The authors present dual color time-lapse imaging in U2OS cells of microtubules and mitochondrial dynamics with axial resolution better than 100 nm at moderate temporal resolution (~1minute/volume). The imaging reveals the hollow structure of the mitochondria (labeled with a mitochondria membrane marker), and microtubules that are tightly packed in the z-direction are resolved — neither of which is visible with traditional lattice light-sheet imaging.

For single-molecule localization, it is necessary to quantify the small phase differences between the two detection arms. The authors achieve this by rapidly modulating the path length difference between the two arms with a piezo-electric actuator and collecting fluorescence with two cameras (not shown in Figure 1A). They demonstrate tracking of single mRNAs in live Hela cells with sub-10 nm precision and 50-ms temporal resolution.
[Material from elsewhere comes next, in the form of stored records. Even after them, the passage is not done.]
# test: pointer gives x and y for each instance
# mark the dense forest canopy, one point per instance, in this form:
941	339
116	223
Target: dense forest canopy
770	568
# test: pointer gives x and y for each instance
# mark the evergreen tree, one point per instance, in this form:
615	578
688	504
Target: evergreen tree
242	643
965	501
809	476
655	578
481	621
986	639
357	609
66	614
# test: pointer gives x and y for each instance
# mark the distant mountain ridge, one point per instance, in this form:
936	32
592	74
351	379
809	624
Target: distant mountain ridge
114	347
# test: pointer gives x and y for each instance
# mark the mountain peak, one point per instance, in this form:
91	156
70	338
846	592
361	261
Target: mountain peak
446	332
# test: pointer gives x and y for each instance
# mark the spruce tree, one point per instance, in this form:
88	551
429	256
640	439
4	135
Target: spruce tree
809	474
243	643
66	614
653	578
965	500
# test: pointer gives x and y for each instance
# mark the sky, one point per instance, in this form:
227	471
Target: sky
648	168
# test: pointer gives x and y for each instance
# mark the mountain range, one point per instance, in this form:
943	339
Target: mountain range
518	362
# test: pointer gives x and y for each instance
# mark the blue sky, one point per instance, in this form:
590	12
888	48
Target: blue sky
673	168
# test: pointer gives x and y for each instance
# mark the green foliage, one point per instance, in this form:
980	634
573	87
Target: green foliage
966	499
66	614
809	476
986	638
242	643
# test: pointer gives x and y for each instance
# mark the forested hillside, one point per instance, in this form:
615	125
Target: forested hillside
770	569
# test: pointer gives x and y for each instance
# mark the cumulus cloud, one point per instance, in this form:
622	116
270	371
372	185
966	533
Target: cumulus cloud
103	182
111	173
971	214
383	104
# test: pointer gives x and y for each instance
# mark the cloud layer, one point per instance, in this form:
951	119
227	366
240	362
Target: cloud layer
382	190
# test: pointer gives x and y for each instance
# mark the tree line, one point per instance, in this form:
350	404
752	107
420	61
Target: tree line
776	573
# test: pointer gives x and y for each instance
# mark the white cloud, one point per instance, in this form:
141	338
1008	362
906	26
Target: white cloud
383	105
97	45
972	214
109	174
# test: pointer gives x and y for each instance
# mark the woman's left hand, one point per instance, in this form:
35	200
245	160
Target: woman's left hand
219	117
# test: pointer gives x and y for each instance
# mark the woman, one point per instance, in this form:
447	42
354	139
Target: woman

Overall, this is an exciting development, as it enables an unprecedented combination of 3D resolution, imaging speed, sensitivity, and low photo-toxicity. Indeed, this work marks a rare application of 4Pi microscopy to live cell imaging. Nevertheless, formidable challenges remain. Refractive index differences may introduce point-spread functions that differ between different parts of the sample, making it difficult to computationally remove sidelobes. Indeed, in the presented work, small residual sidelobes are still visible, hinting at the difficulties posed by the heterogeneity of the sample. Additionally, the 4Pi detection arm must maintain alignment with interferometric precision over extended time periods, which is a serious engineering challenge. Thus, further work will be needed to make interferometric lattice light-sheet microscopy a widely applicable tool. Such work may include adding adaptive optics to the detection path, using reagents to balance the refractive index of the sample, and the development of novel high numerical aperture lenses and automatic alignment routines for the microscope system. Given the potential of LSFM with drastically improved axial resolution, meeting these challenges would offer rich rewards.